Asia Bibi è in nomination per il Premio Sacharov 2017. La giovane donna pakistana di fede cattolica è stata condannata a morte per blasfemia da una corte del distretto pakistano di Nankana, nella provincia centrale del Punjabed nel 2010; è rinchiusa in carcere dall'anno precedente la sentenza.
Minoranze minacciate
“Il caso di Asia è di importanza simbolica per altri che hanno sofferto per la libertà di religione o di espressione”, ha spiegato su Fides la sua candidatura Peter Van Dalen, membro dello “European Conservatives and Reformists Group” (Ecr) nel Parlamento Europeo.
“In lei – commenta Kaleem Dean, intellettuale e analista pakistano – si vede la situazione di tutta la comunità cristiana. Il suo caso è tragicamente indicativo dell'insicurezza di tutte le minoranze, quando si tratta del rispetto dei loro diritti umani fondamentali”. “Le accuse di blasfemia sono uno strumento di quella che è diventata l'oppressione statale contro le minoranze. I governanti dovrebbero avere il coraggio e la visione di riformare la legge sulla blasfemia”, conclude Dean.
Il premio Sacharov
Il prestigioso “Premio Sacharov per la libertà di pensiero” viene conferito annualmente dall'Unione Europea a individui o gruppi distintisi per la difesa dei diritti umani e delle libertà fondamentali. Istituito nel 1988, il riconoscimento è dedicato ad Andrej Dmitrievič Sacharov (1921 – 1989) il fisico sovietico famoso per aver contributo alla messa a punto della bomba all'idrogeno e successivamente per la sua attività in favore dei diritti civili che gli valse il premio Nobel per la pace nel '75.
Gli altri candidati
Tra i candidati di quest'anno, oltre ad Asia Bibi, vi sono: Aura Lolita Chavez Ixcaquic, difensore dei diritti umani provenienti dal Guatemala; Selahattin Demirtas e Figen Yuksekdag, co-presidenti del Partito democratico popolare pro-curdo (Hdp) in Turchia; gruppi e individui che rappresentano l'opposizione democratica in Venezuela; Dawit Isaak, drammaturgo svedese-eritreo, arrestato nel 2001 dalle autorità eritree; Pierre Claver Mbonospa, attivista per i diritti umani in Burundi.
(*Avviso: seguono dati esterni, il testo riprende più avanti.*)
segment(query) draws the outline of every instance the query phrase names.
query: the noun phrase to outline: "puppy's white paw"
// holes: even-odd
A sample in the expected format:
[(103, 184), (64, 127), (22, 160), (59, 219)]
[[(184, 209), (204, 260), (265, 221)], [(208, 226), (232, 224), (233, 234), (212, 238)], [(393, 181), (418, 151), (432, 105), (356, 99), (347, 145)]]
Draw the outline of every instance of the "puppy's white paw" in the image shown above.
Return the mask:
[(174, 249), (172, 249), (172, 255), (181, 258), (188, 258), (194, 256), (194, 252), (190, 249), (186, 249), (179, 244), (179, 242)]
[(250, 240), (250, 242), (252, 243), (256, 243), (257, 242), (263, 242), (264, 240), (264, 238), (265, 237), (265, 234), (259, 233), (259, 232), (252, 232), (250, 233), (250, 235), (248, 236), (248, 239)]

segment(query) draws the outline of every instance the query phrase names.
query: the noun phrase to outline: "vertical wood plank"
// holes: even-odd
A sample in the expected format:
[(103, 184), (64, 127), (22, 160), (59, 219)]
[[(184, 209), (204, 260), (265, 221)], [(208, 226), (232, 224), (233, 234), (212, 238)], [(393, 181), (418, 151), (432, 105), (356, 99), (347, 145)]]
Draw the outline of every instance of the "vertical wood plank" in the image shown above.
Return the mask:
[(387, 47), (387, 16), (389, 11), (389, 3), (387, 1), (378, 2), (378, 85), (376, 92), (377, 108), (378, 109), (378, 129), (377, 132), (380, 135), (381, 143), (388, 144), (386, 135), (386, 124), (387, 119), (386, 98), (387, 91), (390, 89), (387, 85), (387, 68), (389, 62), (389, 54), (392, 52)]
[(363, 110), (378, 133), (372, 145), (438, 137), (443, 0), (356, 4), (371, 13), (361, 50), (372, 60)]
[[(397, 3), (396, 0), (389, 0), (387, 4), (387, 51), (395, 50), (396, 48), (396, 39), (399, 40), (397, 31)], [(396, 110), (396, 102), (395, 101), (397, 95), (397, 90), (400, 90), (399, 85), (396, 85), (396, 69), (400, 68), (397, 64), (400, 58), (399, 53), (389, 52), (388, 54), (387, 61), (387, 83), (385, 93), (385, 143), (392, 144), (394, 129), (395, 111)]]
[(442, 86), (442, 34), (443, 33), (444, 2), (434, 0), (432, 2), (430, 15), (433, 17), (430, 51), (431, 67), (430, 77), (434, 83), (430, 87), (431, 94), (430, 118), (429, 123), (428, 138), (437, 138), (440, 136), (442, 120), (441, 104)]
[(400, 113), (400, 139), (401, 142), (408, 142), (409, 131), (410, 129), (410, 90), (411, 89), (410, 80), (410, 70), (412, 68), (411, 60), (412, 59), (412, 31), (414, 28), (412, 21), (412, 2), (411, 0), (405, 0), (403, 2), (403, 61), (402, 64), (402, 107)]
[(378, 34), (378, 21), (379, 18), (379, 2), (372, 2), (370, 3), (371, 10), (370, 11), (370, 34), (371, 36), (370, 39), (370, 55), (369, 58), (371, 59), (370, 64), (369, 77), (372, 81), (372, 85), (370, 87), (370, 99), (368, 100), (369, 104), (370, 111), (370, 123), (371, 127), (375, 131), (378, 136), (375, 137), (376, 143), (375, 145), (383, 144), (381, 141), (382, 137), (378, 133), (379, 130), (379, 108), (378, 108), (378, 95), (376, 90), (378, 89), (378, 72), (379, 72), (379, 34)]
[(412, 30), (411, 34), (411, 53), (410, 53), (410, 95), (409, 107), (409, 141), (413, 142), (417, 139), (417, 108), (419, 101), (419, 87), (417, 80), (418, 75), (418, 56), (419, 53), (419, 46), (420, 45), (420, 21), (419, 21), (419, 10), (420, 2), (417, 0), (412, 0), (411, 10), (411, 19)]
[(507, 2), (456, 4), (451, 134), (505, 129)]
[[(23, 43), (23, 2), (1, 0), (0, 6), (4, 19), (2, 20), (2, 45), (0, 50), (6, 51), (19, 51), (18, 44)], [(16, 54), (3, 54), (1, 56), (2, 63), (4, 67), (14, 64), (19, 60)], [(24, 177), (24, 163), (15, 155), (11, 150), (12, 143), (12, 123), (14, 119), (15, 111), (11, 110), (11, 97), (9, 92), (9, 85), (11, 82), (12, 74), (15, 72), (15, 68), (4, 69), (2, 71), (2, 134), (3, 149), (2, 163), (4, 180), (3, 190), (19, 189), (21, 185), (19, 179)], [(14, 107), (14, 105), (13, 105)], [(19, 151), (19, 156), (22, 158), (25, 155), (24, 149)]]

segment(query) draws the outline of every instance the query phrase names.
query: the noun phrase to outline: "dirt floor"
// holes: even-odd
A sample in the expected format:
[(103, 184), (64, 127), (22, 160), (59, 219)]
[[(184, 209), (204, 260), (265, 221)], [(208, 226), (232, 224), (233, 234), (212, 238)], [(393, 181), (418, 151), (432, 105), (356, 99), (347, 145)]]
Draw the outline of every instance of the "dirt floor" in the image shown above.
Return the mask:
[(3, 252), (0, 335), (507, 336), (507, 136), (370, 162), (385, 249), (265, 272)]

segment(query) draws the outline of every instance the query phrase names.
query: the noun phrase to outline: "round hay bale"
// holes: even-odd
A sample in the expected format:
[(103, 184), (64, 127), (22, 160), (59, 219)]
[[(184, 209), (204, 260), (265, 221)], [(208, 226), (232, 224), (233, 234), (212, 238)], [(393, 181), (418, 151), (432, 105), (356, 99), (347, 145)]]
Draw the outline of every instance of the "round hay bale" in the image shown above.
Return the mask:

L'anno scorso si aggiudicarono il prestigioso riconoscimento Nadia Murad e Lamiya Aji Bashar, due attiviste irachene yazide che denunciarono al mondo le violenze dell'Isis sulle donne e bambine della loro etnia.
Abuso di Stato
Sempre a Fides, Nasir Saeed, direttore dell'Ong Claas “Centre for Legal Aid, Assistance and Settlement”, impegnata per la difesa delle minoranze religiose in Pakistan, denuncia l'abuso della legge sulla blasfemia in aumento negli ultimi anni: “Da anni – prosegue Saeed – la revisione della legge sulla blasfemia è tabù e anche il Primo Ministro del Pakistan ha paura di fare commenti. Il ruolo di Primo Ministro è anche quello di garantire che le leggi non siano abusate, ma purtroppo queste legge sulla blasfemia viene regolarmente sfruttata come strumento di vendetta per perseguire persone innocenti: è considerato un modo semplice, veloce e poco costoso per risolvere controversie private e punire i propri avversari”.
Il direttore di Claas ricorda che esistono rapporti su un gran numero di casi di blasfemia basati su false accuse e sull'assenza di indagini giudiziarie: “Per questo invitiamo il Primo Ministro Abbasi a mettere la questione sull'agenda del suo governo e a portarla in Parlamento”, conclude.